I would say a CPU is more advance than a GPU just because most of a GPU is the same components over and over (so i think). Where a CPU has many more different components to be designed and linked together.
But i would personally like to see this kind of technology and process,
Computer
- x86 CPU
- GPU Card
- FPGA Card
- Sound Card
- In/Out Chipset
- RAM
- Storage
Where the big one there is the FPGA Card. What if a user could buy a reconfigurable card for the price of a GPU (in time if the with process get more accepted and more companies design these units). What would you do with such a card? My answer is ANYTHING. If there was a standard for this type card and the OS drivers, so any software can see what kind you have and how much area, and given bandwidth. The companies that write software and games and then just have a switch in their code if FPGA found, program custom circuit for "Fire Physics" for example. Now when the game starts "full focus" you would have your x86 running typical non-parallel code, gpu taking care of all the graphics, then you would have this custom circuit designed for the game form that game company doing a task they seem fit that would be too slow on a CPU to do. It could really be anything really, just give the software companies the option. There are so many options here, you can distribute the area so multi-programs have sections of the FPGA (new FPGA can do dynamic programming). I know my wording is most likely not the best, but i think you get the idea. Instant Application specific speedup for any kind of code that shows parallelism. Then i guess you would ask who would write/make these custom hardware circuit? Well if high-level synthesis isn't matured enough, then why not hire computer engineers and (digital) Electrical Engineers, there pay grade is pretty much the same as a software engineer, seem all logical to me?
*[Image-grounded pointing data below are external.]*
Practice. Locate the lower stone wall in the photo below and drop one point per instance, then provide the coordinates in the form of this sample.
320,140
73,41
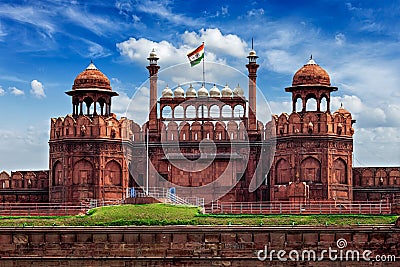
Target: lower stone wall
187,245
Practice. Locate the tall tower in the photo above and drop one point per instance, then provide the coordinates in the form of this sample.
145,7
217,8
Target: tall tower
314,146
153,71
252,67
86,156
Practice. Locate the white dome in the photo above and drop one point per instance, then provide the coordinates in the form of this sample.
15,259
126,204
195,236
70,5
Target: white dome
202,92
190,92
226,91
238,91
167,92
179,92
214,92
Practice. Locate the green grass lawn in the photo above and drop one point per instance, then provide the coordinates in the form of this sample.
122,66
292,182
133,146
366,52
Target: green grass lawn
164,214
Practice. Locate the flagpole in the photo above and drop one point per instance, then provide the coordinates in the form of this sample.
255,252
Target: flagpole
204,75
147,162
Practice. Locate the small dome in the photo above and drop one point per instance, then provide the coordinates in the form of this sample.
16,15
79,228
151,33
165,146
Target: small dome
191,92
311,74
214,92
252,53
238,91
167,92
179,92
91,77
153,54
342,110
202,92
226,91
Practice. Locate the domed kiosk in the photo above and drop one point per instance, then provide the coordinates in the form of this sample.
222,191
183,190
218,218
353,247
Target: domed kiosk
93,88
311,82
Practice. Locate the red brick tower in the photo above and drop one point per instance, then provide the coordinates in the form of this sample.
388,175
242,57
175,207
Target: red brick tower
313,145
86,159
153,71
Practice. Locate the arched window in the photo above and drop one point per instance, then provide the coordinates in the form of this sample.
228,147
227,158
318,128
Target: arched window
82,173
57,175
113,174
179,112
339,172
238,111
191,112
311,104
202,111
367,178
214,111
310,170
298,104
226,111
282,172
324,104
166,112
89,107
381,178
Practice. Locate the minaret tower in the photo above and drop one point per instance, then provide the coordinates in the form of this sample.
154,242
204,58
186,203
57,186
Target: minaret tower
252,66
153,71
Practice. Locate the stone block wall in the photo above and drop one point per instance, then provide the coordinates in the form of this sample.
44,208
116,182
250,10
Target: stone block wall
186,245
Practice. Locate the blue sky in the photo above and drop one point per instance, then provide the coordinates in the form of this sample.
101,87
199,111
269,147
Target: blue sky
45,44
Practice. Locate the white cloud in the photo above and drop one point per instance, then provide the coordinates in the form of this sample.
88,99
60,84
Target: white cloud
216,42
256,12
340,38
37,89
376,146
15,91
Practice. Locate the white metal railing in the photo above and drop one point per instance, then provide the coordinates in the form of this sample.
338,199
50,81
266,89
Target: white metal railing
282,207
165,195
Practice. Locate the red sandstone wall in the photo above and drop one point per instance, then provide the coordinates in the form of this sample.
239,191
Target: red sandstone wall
183,246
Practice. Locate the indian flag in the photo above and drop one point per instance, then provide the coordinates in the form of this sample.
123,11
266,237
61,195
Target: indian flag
196,56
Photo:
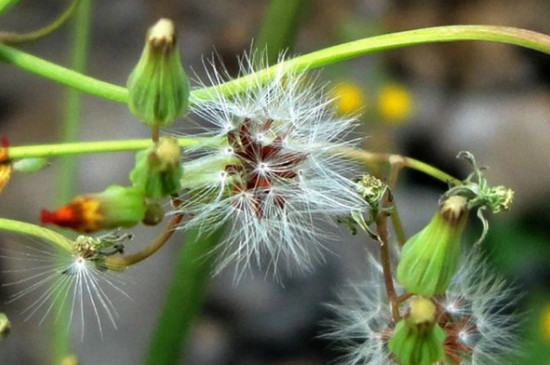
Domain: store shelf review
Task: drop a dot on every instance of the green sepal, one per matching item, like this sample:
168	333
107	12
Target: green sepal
429	258
158	87
121	206
158	169
417	344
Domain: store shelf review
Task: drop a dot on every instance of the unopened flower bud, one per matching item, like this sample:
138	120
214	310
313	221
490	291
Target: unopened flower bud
153	214
500	198
158	169
418	339
5	326
429	258
158	86
115	207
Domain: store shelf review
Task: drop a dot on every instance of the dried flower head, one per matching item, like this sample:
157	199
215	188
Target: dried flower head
275	171
476	313
53	279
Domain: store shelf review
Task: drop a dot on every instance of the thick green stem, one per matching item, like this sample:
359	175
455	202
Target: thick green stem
452	33
193	266
60	149
356	154
63	75
41	233
70	129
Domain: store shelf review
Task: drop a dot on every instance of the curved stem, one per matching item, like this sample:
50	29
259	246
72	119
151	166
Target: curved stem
453	33
17	38
62	75
60	149
379	158
120	262
42	233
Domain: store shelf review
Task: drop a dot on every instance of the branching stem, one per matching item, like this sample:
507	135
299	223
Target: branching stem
118	263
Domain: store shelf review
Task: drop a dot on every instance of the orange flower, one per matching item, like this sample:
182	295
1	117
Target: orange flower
115	207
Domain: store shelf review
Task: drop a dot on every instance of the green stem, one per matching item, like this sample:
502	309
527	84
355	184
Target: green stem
41	233
17	38
18	152
452	33
185	296
373	158
71	120
70	128
60	149
62	75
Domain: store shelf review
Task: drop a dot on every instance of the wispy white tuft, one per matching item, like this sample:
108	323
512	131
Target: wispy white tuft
53	279
477	314
276	175
487	304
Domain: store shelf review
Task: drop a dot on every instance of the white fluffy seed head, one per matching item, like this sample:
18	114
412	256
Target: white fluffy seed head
283	174
476	313
49	279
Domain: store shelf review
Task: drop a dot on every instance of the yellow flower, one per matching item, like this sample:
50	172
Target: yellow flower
545	322
394	103
348	98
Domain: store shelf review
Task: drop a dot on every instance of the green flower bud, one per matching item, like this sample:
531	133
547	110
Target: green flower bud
430	258
153	214
158	86
158	169
418	339
115	207
5	326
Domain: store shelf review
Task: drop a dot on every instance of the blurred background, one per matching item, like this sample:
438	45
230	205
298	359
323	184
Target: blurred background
428	102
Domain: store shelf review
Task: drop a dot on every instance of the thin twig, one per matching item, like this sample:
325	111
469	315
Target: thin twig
121	262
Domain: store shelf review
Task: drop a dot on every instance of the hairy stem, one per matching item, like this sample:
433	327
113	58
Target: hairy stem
452	33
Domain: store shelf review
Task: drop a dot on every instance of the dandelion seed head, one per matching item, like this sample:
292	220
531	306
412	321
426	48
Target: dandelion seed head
476	313
283	172
51	279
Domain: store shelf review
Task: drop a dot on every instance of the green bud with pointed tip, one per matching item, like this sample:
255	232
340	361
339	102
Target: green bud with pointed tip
418	339
429	259
158	169
153	214
5	326
158	88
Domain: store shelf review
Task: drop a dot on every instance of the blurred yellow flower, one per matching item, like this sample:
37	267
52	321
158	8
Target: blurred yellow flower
349	98
394	103
545	322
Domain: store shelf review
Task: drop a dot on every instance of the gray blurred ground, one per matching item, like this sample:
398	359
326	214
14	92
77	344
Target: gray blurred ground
490	99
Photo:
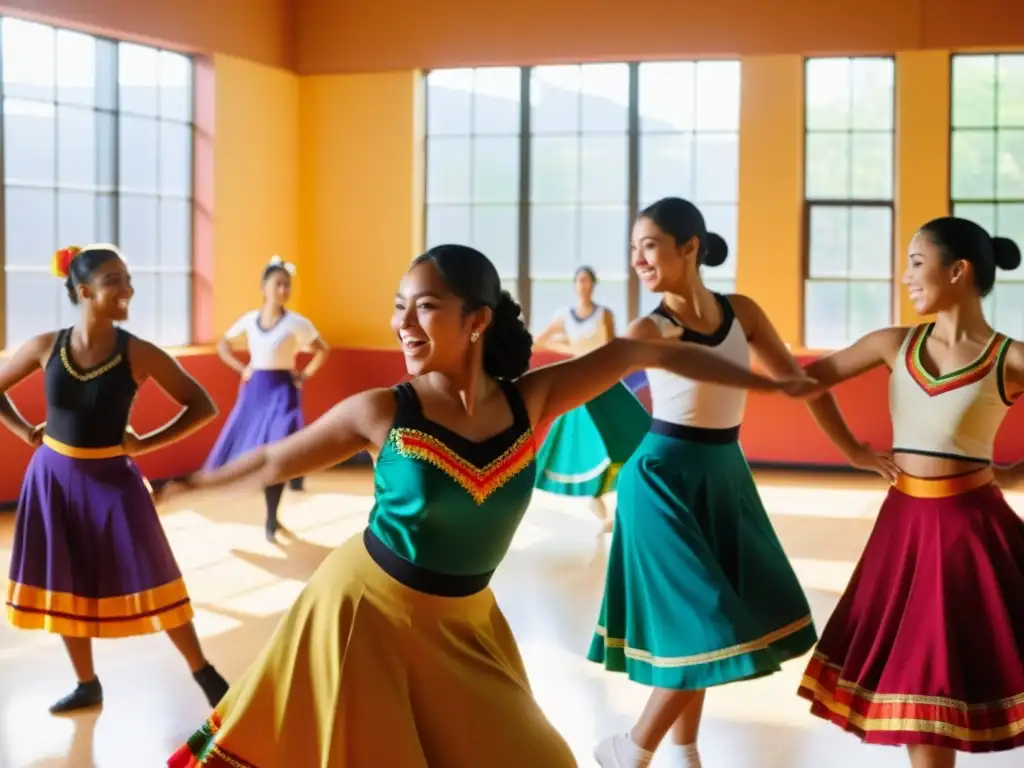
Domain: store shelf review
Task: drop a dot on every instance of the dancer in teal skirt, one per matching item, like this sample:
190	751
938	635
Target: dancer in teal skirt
586	448
698	591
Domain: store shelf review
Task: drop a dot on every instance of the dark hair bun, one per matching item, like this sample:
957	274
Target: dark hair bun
507	344
1008	255
717	251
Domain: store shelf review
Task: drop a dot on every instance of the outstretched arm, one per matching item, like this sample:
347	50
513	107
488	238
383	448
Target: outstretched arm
150	361
26	359
355	424
553	389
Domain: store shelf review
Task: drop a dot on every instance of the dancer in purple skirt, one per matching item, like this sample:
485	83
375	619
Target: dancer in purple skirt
268	408
90	558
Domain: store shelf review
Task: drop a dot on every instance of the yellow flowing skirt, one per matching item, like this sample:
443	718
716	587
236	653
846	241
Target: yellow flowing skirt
364	671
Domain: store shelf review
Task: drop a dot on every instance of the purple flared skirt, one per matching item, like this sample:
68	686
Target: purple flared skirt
90	557
268	409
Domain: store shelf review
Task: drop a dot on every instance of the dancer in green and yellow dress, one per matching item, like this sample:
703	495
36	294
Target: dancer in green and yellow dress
395	653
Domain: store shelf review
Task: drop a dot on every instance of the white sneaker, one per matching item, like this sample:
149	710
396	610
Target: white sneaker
620	752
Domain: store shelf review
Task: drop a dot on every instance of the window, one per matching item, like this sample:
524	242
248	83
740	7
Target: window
848	190
689	147
545	189
97	146
473	132
987	166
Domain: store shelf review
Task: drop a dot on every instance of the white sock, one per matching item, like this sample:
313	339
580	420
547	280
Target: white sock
683	756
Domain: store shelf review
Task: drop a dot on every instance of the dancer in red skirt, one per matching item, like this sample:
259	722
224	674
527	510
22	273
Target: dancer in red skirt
925	647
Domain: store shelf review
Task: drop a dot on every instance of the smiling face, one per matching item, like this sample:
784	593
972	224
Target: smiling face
278	288
658	260
431	325
109	291
932	285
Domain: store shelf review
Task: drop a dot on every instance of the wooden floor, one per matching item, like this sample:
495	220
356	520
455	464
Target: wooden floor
550	588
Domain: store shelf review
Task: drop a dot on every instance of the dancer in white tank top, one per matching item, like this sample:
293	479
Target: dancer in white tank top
698	591
269	403
925	647
586	448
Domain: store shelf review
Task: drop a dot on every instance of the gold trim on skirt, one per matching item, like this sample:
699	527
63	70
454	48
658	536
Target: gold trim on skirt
941	487
364	671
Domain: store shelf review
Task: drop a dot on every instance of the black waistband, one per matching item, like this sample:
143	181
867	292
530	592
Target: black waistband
421	580
696	434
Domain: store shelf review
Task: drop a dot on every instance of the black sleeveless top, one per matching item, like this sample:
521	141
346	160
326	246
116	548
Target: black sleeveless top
88	408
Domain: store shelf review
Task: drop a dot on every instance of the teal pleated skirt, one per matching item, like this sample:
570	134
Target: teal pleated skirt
587	446
698	591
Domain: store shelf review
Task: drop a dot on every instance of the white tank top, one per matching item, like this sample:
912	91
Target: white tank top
585	334
273	348
955	416
695	403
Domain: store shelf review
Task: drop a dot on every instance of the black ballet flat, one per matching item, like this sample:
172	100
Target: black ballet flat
85	696
214	686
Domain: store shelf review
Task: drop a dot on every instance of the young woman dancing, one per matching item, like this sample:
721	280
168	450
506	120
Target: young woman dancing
586	448
698	591
89	557
269	404
924	648
395	653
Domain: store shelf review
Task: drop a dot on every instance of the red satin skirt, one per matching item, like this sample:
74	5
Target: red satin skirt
927	643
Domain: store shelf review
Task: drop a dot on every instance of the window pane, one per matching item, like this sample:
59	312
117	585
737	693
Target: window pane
138	154
723	220
827	166
667	167
32	305
828	93
144	309
450	93
448	224
31	226
668	96
174	307
30	143
828	242
496	169
825	314
497	94
973	164
603	170
76	146
870	307
175	87
138	230
871	166
496	233
1011	93
973	91
449	178
605	97
76	218
717	167
604	240
138	79
555	99
873	86
29	59
553	231
76	68
175	233
718	95
554	169
175	159
870	243
1010	179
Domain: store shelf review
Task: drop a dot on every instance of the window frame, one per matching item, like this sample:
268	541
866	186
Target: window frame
117	192
810	204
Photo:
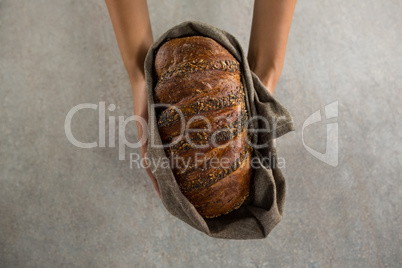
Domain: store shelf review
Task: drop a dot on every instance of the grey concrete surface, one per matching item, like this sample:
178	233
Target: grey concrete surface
63	206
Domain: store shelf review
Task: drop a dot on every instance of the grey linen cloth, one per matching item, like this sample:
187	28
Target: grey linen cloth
263	209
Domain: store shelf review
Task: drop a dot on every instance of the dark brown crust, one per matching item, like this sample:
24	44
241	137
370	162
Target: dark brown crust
201	78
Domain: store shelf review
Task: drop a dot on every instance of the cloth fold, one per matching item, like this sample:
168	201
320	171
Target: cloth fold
263	209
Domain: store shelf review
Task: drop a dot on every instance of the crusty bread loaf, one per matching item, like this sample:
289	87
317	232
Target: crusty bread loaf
211	160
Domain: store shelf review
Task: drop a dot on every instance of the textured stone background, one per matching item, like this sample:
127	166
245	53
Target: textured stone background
62	206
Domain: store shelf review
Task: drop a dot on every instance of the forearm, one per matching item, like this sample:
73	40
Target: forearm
269	36
132	27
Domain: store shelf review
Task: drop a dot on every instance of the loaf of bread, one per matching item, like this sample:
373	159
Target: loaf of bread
203	125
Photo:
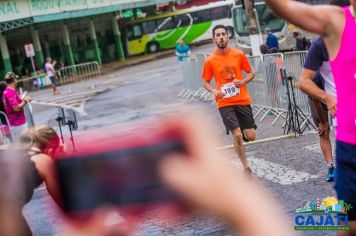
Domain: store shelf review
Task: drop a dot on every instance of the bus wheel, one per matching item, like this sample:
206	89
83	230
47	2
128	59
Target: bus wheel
152	47
230	32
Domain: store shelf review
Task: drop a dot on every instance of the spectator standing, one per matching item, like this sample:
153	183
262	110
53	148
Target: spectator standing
51	73
14	105
301	43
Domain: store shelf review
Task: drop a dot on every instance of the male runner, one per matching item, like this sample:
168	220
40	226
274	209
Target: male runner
337	26
318	72
226	64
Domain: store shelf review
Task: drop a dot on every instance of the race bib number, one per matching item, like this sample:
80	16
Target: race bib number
230	90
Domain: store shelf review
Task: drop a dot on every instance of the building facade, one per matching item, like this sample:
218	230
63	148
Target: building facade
69	31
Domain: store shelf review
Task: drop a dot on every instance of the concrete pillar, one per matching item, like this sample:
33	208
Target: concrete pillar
19	56
47	49
5	53
95	41
37	46
118	44
67	46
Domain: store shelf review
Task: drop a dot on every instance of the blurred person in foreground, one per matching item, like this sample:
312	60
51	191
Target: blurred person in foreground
41	144
337	27
208	181
4	132
14	105
225	65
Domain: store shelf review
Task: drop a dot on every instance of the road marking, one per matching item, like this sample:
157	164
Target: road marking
258	141
276	173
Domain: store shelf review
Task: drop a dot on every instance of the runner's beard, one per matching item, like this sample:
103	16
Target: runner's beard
222	45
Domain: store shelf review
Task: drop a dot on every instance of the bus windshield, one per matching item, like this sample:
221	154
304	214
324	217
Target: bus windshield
266	17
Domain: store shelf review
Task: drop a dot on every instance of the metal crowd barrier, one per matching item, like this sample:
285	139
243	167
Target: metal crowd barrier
268	92
88	72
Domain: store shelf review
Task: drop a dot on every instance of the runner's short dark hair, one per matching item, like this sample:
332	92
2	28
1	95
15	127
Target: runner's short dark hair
219	27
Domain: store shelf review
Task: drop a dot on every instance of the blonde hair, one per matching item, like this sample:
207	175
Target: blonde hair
42	137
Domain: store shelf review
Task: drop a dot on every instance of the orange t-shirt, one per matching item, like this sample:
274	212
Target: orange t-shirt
223	68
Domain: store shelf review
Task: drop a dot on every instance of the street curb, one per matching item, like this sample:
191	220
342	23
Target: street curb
136	61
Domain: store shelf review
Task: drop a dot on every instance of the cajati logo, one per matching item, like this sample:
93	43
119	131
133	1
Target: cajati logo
327	214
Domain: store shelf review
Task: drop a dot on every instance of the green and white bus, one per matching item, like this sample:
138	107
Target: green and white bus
192	25
266	19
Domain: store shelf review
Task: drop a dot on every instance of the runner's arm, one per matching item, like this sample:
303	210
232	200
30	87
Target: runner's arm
212	90
250	76
314	19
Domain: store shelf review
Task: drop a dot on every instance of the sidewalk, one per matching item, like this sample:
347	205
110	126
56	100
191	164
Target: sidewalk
112	66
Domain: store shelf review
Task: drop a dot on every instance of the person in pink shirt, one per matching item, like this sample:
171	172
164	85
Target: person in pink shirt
337	27
14	105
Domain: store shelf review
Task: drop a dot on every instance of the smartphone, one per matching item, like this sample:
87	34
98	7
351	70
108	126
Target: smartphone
124	174
24	94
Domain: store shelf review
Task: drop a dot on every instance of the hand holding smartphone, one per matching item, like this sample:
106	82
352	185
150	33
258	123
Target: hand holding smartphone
121	173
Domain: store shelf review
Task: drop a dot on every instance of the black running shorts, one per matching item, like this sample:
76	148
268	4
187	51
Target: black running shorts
315	116
237	116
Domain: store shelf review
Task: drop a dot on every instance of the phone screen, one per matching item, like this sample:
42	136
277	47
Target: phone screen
120	177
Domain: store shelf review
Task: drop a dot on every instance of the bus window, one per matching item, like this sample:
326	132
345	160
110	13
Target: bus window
266	17
201	16
134	32
220	13
149	27
165	24
240	21
182	20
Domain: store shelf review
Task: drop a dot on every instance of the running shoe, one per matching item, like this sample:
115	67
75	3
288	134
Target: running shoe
330	177
244	138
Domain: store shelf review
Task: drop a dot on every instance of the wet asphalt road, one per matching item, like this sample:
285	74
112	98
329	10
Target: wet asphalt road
292	168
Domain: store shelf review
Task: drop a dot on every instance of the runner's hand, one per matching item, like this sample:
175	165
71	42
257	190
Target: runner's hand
323	128
331	104
239	83
218	93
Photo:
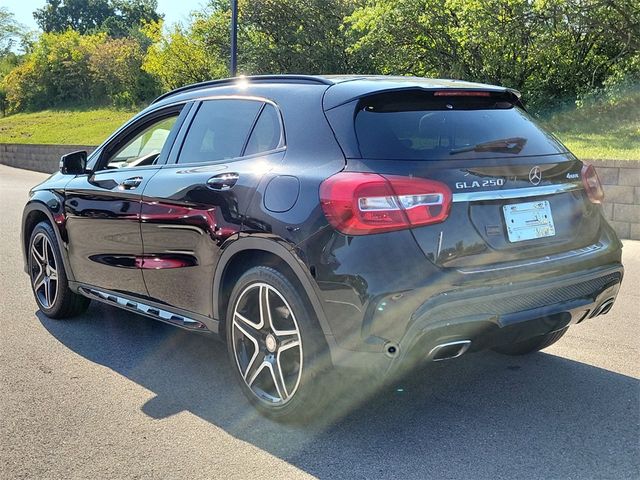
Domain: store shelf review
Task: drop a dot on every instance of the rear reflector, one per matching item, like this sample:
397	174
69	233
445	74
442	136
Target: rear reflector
461	93
592	184
366	203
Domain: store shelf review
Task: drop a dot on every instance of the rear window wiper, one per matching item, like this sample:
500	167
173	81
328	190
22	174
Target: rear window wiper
503	145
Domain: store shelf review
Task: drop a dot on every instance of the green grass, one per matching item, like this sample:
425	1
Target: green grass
601	131
72	127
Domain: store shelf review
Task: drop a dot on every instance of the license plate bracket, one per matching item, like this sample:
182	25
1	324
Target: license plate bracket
528	221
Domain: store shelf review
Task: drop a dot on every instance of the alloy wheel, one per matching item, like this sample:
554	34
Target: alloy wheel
44	273
267	344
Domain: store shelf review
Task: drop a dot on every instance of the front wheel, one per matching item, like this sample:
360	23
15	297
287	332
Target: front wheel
533	344
48	277
275	345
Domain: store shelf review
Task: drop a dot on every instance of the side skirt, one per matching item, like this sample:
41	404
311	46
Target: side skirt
186	320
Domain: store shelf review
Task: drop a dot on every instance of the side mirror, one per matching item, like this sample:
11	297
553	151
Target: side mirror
74	163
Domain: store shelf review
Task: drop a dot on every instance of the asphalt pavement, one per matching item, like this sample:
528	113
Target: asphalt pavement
115	395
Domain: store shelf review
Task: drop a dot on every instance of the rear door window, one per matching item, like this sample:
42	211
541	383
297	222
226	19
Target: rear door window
425	126
219	130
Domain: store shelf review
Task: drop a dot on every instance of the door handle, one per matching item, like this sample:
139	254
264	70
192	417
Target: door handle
130	183
223	181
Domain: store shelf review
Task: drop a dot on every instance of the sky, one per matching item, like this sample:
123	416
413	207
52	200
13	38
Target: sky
173	10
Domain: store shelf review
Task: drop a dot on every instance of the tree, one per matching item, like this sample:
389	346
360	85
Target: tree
114	17
551	50
11	32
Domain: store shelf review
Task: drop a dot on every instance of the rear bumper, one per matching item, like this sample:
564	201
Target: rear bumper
496	315
492	316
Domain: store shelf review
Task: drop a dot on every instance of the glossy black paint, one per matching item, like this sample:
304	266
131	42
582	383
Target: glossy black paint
174	238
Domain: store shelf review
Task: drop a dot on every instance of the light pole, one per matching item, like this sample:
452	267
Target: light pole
234	38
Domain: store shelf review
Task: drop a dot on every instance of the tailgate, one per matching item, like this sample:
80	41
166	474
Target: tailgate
520	209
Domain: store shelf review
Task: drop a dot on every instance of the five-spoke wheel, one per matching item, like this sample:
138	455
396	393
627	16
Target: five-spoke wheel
48	276
267	344
275	344
44	272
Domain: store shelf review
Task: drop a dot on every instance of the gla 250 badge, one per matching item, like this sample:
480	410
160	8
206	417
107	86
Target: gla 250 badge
491	182
535	177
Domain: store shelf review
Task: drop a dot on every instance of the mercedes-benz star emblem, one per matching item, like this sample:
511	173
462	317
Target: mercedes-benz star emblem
535	175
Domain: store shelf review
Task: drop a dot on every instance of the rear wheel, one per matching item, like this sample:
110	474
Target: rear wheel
275	344
533	344
48	277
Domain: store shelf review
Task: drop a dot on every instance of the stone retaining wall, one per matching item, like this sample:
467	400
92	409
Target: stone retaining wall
621	180
41	158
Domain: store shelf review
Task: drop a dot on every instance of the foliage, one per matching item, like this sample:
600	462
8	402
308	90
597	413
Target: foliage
551	50
115	69
296	36
73	69
186	55
114	17
11	32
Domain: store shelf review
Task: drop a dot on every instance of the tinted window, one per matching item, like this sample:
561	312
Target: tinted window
266	133
145	147
219	130
421	126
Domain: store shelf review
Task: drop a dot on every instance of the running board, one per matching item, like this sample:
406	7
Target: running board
142	308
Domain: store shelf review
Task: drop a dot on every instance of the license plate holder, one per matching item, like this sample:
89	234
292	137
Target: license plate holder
528	221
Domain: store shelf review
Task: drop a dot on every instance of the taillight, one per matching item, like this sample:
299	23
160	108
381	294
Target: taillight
365	203
592	184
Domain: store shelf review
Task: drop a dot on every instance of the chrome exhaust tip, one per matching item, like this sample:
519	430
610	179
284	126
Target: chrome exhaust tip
605	307
447	351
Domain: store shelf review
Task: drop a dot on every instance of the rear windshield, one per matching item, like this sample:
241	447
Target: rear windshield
446	126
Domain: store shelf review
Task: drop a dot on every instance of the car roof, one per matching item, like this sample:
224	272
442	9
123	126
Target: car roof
340	89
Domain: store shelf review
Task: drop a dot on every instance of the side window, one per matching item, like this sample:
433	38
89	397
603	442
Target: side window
219	130
145	147
266	133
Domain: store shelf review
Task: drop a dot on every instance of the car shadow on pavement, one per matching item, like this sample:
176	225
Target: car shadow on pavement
483	415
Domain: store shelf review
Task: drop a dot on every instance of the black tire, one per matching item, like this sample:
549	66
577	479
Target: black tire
312	357
48	277
533	344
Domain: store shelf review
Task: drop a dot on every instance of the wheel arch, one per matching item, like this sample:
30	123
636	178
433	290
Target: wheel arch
44	207
249	251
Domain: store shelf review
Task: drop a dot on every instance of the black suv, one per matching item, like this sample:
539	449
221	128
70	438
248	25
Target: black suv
318	221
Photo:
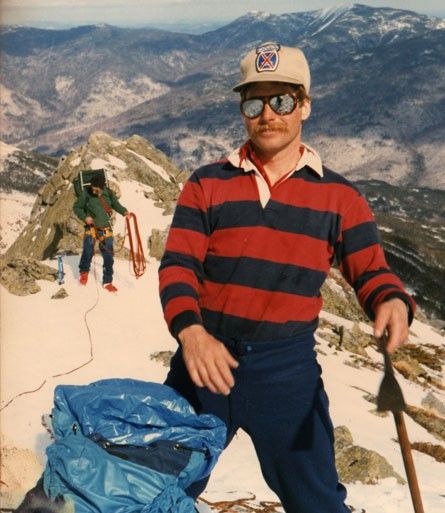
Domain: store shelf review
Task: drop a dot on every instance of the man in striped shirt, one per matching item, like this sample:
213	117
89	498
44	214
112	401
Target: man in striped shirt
251	243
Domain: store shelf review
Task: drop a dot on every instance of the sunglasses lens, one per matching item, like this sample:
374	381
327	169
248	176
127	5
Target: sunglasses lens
282	104
252	108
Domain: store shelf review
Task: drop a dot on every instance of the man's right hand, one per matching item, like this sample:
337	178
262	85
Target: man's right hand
208	361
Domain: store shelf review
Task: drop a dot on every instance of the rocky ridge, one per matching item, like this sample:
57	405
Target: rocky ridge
54	229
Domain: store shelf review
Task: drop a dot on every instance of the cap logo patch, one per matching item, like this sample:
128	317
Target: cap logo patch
267	58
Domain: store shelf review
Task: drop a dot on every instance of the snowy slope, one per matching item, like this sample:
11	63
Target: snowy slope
43	337
15	208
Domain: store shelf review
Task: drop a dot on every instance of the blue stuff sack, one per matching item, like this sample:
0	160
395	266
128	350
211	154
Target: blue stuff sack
128	446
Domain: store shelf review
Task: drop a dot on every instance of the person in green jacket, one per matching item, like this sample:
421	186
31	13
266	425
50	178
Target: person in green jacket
94	207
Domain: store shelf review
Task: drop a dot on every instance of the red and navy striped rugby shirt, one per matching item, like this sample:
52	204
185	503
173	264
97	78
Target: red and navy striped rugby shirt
252	271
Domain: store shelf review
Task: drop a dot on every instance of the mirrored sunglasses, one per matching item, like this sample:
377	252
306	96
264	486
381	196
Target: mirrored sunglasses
281	104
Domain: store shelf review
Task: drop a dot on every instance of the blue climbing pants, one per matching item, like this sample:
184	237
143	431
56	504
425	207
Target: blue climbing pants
279	401
106	249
I know there is research being done so that this type of process is done completely behind the scenes, so you just have some software and the custom hardware with adept to the normal binary code to create speed up where needed and update the binary code going to the CPU, such devices called "Warp Processors",
http://www.cs.ucr.edu/~vahid/warp/. This research is great, and would be damn cool one day but i think there needs to be an slower approach to set in these types of devices and the possible speed-up into the computer industry as a whole not just the scientific and HPC crowd.
Just my thoughts, sorry if this is so off topic, but i think such an idea and device would help give user the power to run these types of loads instead of just waiting...... Also i am taking a Reconfigurable Computing Class right now and so all these types of idea are in my head of way to speed up typical things i do everyday and so i had to ramble to someone about one of them lol.